Choi Eun-hee est kidnappée par des agents nord-coréens à Hong Kong le 14 janvier 1978. A son tour, Shin Sang-ok est kidnappé le 19 juillet de la même année. Sa disparition est l'objet de rumeurs : Il aurait été assassiné par la CIA de la Corée du Sud.
En réalité, après une tentative d'évasion, une amnistie, une mise en résidence surveillée, une nouvelle tentative d'évasion et cinq ans de prison, il est finalement relâché en 1983, réuni définitivement à Choi Eun-hee et autorisé à établir sa maison de production Shin Film à Pyongyang.
C'est en 1984 que le gouvernement de Corée du Sud annonce officiellement les kidnappings, non moins officiellement réfutés par Shin Sang-ok lors d'un voyage en Europe de l'Est, au cours de célébrations en l'honneur du Leader Bien-aimé Kim Il-sung.
En février 1986, Shin sang-ok et Choi Eun-hee quittent Pyongyang pour Berlin et son festival, puis Budapest et Vienne … et l'ambassade américaine en Autriche où ils obtiennent un visa américain.
Le retour en Corée du Sud survient le 23 mai 1989 après trois ans de séjour surveillé aux Etats-Unis d'Amérique. La reconnaissance de sa maison de production par les autorités suivra.

Dans sa longue vie cinématographique, Shin Sang-ok dirige 73 films et en produit plus de 300 dans un contexte culturel de grande censure, jusqu'à la fin de la présidence de Chun Doo-hwan en 1988.


Au-delà des talents artistiques, techniques et commerciaux du Prince du cinéma coréen (un de ses surnoms ), on lira dans l'œuvre la part qui revient à l'exorcisme du siècle terrible et qui rend compte de son immense succès populaire. La culture traditionnelle coréenne, en danger d'éradication sous la férule nippone, revient en force dans les drames historiques réels ou inventés dans les mythes anciens comme celui de Sung Chun-yang, la geste la plus connue de l'imaginaire coréen.

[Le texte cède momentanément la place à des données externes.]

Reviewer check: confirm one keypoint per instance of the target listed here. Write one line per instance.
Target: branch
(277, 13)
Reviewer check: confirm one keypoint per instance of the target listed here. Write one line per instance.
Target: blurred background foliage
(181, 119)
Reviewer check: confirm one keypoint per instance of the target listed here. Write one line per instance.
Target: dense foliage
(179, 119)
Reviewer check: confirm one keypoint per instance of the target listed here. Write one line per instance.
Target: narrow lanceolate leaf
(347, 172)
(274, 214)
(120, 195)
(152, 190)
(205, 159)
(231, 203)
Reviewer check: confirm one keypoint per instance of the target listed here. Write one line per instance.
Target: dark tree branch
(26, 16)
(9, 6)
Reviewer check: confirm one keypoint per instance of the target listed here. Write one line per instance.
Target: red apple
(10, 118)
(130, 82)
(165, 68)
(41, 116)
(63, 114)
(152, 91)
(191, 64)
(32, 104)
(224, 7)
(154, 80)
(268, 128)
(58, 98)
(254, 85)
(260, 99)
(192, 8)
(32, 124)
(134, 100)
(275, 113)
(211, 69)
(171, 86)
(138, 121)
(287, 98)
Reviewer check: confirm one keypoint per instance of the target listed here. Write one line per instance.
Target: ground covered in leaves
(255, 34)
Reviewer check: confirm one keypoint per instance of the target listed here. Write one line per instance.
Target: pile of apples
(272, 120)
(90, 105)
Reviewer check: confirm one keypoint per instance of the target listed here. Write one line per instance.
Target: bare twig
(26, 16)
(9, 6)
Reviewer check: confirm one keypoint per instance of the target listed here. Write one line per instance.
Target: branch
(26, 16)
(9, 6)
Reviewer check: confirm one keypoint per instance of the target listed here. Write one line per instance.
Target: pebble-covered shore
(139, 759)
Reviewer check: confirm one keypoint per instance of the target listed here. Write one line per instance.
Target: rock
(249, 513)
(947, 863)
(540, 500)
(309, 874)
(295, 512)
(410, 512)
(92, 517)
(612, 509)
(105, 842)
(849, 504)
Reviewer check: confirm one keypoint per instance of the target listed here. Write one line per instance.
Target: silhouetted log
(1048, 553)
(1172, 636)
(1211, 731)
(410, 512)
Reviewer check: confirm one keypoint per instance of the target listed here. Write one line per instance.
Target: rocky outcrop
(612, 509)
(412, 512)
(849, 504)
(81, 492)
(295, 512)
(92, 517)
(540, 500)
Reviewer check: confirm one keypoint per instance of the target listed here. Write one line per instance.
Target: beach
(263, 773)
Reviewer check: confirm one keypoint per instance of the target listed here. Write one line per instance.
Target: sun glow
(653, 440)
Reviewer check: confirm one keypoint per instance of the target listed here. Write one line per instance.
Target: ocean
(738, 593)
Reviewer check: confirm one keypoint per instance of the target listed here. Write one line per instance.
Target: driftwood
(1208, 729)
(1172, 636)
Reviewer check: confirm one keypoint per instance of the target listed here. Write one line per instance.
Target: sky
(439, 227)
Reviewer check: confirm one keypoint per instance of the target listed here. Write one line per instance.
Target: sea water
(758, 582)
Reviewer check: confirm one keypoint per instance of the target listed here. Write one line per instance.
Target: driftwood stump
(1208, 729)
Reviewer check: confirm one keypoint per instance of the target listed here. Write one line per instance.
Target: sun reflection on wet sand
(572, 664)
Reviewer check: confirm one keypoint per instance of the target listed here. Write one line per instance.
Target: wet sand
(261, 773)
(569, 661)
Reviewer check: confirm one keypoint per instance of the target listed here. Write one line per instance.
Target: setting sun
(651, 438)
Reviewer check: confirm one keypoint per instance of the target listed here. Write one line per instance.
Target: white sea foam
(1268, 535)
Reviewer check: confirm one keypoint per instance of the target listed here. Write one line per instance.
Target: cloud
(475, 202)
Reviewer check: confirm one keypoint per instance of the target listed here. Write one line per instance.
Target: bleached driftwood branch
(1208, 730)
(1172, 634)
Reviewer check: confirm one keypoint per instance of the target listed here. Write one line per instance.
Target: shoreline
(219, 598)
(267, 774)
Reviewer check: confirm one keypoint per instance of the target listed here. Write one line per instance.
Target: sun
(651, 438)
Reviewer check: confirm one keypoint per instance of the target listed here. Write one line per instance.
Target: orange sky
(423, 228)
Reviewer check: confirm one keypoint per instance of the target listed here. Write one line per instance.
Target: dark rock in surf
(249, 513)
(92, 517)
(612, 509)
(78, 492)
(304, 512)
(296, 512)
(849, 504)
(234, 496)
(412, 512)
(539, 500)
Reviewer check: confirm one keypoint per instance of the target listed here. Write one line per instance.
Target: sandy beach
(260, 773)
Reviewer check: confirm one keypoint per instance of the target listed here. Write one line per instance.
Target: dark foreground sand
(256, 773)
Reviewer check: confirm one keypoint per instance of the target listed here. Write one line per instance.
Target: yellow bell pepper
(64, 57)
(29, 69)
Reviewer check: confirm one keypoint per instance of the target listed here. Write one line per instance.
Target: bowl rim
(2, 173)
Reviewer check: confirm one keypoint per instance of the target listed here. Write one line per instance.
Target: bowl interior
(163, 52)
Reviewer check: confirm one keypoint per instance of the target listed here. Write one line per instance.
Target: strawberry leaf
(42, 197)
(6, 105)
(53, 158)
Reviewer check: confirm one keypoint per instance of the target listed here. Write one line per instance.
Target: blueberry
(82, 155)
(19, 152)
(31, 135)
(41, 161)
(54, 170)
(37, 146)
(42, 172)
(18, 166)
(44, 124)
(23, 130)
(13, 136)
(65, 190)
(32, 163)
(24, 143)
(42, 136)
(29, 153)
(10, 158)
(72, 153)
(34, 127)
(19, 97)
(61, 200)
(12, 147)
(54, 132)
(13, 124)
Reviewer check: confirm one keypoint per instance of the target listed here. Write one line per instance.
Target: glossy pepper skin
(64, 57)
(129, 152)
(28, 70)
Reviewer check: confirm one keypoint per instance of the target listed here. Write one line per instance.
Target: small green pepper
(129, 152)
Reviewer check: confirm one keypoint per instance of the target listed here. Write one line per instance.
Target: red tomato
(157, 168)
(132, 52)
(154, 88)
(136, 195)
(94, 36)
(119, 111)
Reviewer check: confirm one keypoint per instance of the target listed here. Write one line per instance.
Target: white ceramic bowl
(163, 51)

Les mélodrames des années 50 correspondent à une autre reconstruction, celle de la société coréenne qui se départit du schéma confucéen reçu : montée en puissance de certaines valeurs occidentales, rejet de l'autoritarisme politique ou patriarcal, rôle changeant de la femme et des places respectives de l'homme et de la femme, apparition de la sexualité dans le discours, naissance d'une nouvelle culture urbaine, peur et attirance de la modernité, du capitalisme. A Flower in Hell renvoie à cette marche de la société coréenne vers la modernisation (et non pas vers l'occidentalisation seulement, même si les deux sont largement inséparables )

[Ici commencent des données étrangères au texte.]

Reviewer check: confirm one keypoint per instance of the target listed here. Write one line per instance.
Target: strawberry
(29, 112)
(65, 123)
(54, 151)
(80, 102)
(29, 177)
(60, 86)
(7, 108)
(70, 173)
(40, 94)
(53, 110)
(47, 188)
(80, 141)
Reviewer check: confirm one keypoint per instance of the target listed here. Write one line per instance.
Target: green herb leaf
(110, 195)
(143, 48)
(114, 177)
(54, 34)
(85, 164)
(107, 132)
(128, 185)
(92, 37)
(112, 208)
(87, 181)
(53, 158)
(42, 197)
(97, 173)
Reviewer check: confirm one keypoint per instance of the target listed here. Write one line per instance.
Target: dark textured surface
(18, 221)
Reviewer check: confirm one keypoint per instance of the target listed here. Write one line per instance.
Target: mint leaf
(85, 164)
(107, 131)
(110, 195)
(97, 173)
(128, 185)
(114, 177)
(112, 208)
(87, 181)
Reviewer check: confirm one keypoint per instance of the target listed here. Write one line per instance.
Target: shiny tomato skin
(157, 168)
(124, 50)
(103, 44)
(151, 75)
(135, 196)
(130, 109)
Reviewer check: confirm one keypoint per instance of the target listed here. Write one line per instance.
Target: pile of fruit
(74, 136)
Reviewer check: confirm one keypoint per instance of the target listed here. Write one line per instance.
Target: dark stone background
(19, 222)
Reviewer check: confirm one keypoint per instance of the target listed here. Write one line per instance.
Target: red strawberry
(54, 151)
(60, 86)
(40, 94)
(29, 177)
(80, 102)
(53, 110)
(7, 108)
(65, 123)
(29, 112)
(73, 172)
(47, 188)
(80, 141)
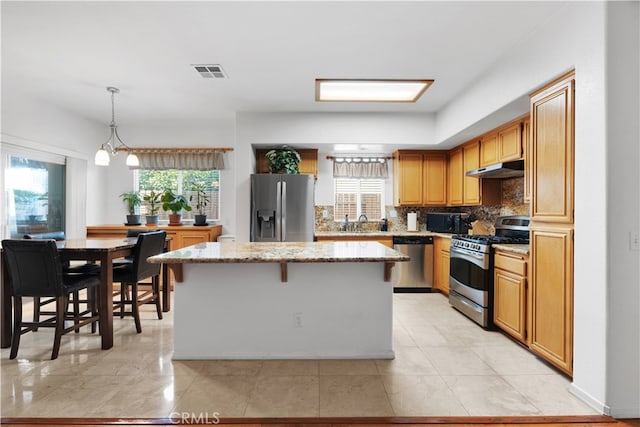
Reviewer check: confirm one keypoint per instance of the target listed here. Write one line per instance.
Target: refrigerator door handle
(278, 218)
(283, 212)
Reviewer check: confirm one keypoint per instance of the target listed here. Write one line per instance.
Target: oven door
(470, 275)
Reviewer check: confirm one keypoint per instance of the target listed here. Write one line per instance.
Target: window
(355, 197)
(180, 182)
(35, 195)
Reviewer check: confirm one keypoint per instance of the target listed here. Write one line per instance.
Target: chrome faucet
(362, 219)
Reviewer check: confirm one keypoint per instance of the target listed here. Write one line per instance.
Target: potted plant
(132, 200)
(283, 160)
(174, 203)
(202, 200)
(153, 199)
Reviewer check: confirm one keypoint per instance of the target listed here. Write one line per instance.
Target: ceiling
(66, 53)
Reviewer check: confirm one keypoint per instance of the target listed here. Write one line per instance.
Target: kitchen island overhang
(307, 300)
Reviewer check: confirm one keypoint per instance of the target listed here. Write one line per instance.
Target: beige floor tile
(353, 396)
(457, 361)
(421, 395)
(549, 393)
(489, 395)
(284, 396)
(289, 367)
(348, 367)
(408, 361)
(226, 395)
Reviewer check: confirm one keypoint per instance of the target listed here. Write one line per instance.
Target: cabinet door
(471, 186)
(435, 179)
(552, 294)
(455, 174)
(489, 149)
(509, 311)
(552, 159)
(409, 176)
(526, 149)
(510, 143)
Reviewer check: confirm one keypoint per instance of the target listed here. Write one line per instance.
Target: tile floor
(445, 365)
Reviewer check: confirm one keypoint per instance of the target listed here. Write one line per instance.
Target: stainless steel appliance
(282, 208)
(471, 271)
(457, 223)
(417, 274)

L'enfer du désir de A Flower in Hell traite aussi, et courageusement, de cette gueule de bois historique laissé par l'importance de la prostitution pour les forces américaines dans l'économie de survie de l'après guerre. On ne connaissait pas encore le drame des femmes coréennes esclaves des bordels militaires japonais.

Les sept films réalisés pendant les années nord-coréennes de Shin Sang-ok sont désormais interdits en Corée du Nord et difficilement visibles en Corée du Sud. Ils mélangent les œuvres personnelles et les commandes héroïques. Curieusement, le traitement des caractères féminins dans leur lutte contre une tradition d'asservissement ( une marque de fabrique du réalisateur ) y est absent, comme sont absentes les épopées des guérillas anti-japonaises du Soleil de la Nation et Gouvernail de la Révolution.